Although the company won’t divulge its production numbers or throughput capabilities, Castronova says, “We have the capacity to multiply what we’re doing by several times. We have the backing from our sister plants in South America to provide more product or packaging capacity if needed.”

Order lead time is generally 10 days, but the plant can also take emergency orders requiring faster turnaround. “The key to success in private-label is you have to be flexible and nimble,” says Michael Farley, Marfood USA marketing director. “We serve approximately 25,000 stores in the US on the private-label side.”

Finished jerky products packaged at Taylor feature a 12- to 18-month shelf-life.

Regarding new product development, Marfood USA and Marfrig Group work together as one unit. “We have a lot of people in different countries involved in different stages,” Castronova says.

“We have plants that have their own R&D and QA. Here, we do some basic work in Taylor. But we also use a third party to do the high-level, bigger platform type of new product development,” adds Nakia Watkins, marketing manager.

Marfood USA has an in-house art and graphics department, which allows its customers to quickly react to changes in market conditions or labeling regulations. A new Pemmican package design, which the company calls “a clean, less- aggressive design,” was launched earlier this year.

Marfood USA also introduced its new brisket beef jerky this past year. Brisket Beef Jerky is made using a proprietary process that makes it unique compared to other jerky products. “I can tell you it is a jerky process that has been modified to enhance the individual muscle of the brisket – which is different, Castronova says. “You must modify the process depending on the type of muscle you use.”

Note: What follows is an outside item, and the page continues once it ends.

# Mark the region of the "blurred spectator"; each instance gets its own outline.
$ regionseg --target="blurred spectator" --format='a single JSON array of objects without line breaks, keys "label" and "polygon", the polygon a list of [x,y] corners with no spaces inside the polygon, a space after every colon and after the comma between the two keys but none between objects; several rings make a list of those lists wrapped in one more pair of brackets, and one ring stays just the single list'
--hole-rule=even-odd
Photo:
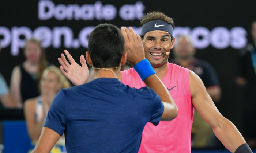
[{"label": "blurred spectator", "polygon": [[240,51],[237,83],[245,87],[244,99],[245,138],[256,147],[256,20],[251,24],[252,43]]},{"label": "blurred spectator", "polygon": [[[40,81],[41,95],[27,100],[24,105],[24,113],[29,135],[32,140],[31,150],[34,148],[46,116],[55,95],[61,88],[70,87],[69,82],[60,70],[50,66],[44,71]],[[52,153],[66,152],[65,140],[61,137],[52,150]]]},{"label": "blurred spectator", "polygon": [[[0,39],[0,52],[1,52],[1,39]],[[9,92],[9,89],[4,77],[0,72],[0,102],[4,107],[13,108],[15,103]]]},{"label": "blurred spectator", "polygon": [[[174,59],[170,62],[191,70],[203,81],[212,100],[218,101],[221,98],[221,90],[216,73],[208,62],[199,60],[194,57],[196,49],[189,35],[180,35],[176,39],[173,50]],[[195,148],[207,146],[212,134],[211,127],[201,117],[196,110],[194,114],[192,132],[192,146]]]},{"label": "blurred spectator", "polygon": [[24,49],[26,61],[13,69],[11,78],[11,92],[17,107],[22,108],[25,100],[39,94],[38,84],[47,65],[41,42],[31,38]]}]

One major challenge Castronova faces is staying flexible for his legions of private-label customers. “The ability to quickly change over, react fast and efficiently is always challenging. Some days I’ll go through multiple changeovers in a one-shift day. Every product represents a different customer, meat type and bag size,” he says.

Perfecting packaging

Marfood USA has pioneered its Template Packaging System offering its customers the highest-quality packaging and cost efficiency. This system pairs massive packaging material runs, which flow into its proprietary labeling and graphics template system. This allows customers to develop their own unique store-brand program with the same efficiencies as a national brand.

Taylor’s labeling operation allows the plant to offer customers a variety of different labels and the ability to change rapidly on demand. “If you need a case of product, I can make it,” Castronova says. “If you need 10,000 cases of products, I can do it. If you need a case of one flavor each, I can do that, too. That’s what the label template program on these labeling machines allows me to do.”

Since Marfrig acquired Marfood USA in 2007 and Marfrig’s acquisition of the Pemmican brand from ConAgra in 2008, the complex has added a storage warehouse, materials management and logistics department, which meant hiring a materials manager, a materials analyst and logistics manager, as well as a shipping and receiving supervisor.

“We’ve also added automated machinery; everything used to be manual,” Castronova says. “And we added a bigger sales force. Everything has gotten a lot bigger under Marfrig. I don’t think there is one area that hasn’t been improved since the acquisition.”